T2.1: Encryption Mechanism
T2.2: Secure file systems
T2.3: Securization of IoT environments
T2.4: AI and analytics for cybersecurity
Work package 3 WP3: Training and Usability
- The objective of this PT is focused on facilitating an improvement in the performance of people in the matter of cybersecurity when they face an interaction with business systems. In this sense, two essential points are raised:
- Improving people’s abilities through training.
- Improving the capacities of the systems themselves in interpreting critical situations and / or potential threats.
T3.1: Cyber Ranges
T3.2: Advanced Visualization and Interaction
Work package 4 - WP4. Use and Validation Scenarios
- The main objective of WP4 is to validate the technologies and results developed throughout the project, as well as to validate their operation and usefulness through conceptual demonstrators focused on solving real problems in different sectors:
- B2B: with special incidence in industrial and manufacturing sectors.
- B2C: specific in the management of personal data.
- Business networks: hybrid scenario with a multitude of agents of different nature (companies, people, devices, …)
T4.1: Definition and deployment plan of scenarios
T4.2: B2B Scenarios
T4.3: B2C Scenarios
T4.4: Business networks
Analysis and design of a security architecture that allows guaranteeing the sovereignty of the data, enabling the transfer and exploitation of the data by third parties without compromising its security.
Confidentiality of data, content and services
Research on cybersecurity technologies that can offer a higher level of confidentiality.
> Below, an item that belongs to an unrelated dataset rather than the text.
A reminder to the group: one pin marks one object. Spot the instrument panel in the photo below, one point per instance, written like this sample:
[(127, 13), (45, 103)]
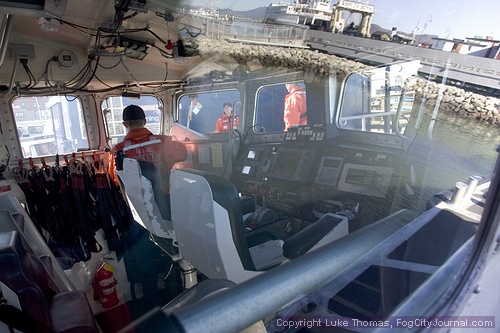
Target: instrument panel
[(299, 178)]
The research should focus on the experimentation of advanced cryptographic techniques that allow the safe custody and safe execution of data and services in unreliable systems (of third parties), without compromising its security.
Data Analytics for Governance and Logical Security
Research and adaptation of data analytics techniques that can be used automatically to detect cyber threats according to learned patterns, favoring preventive actions against the risk of cyber attacks.
Training of People:
Development and training of the skills of professionals in business environments (responsible for security or not), including experimentation, testing and validation of new concepts, technologies and techniques in cybersecurity and cyber defense. Create experiences in environments that simulate / emulate vulnerabilities, attack scenarios and / or real-world use cases.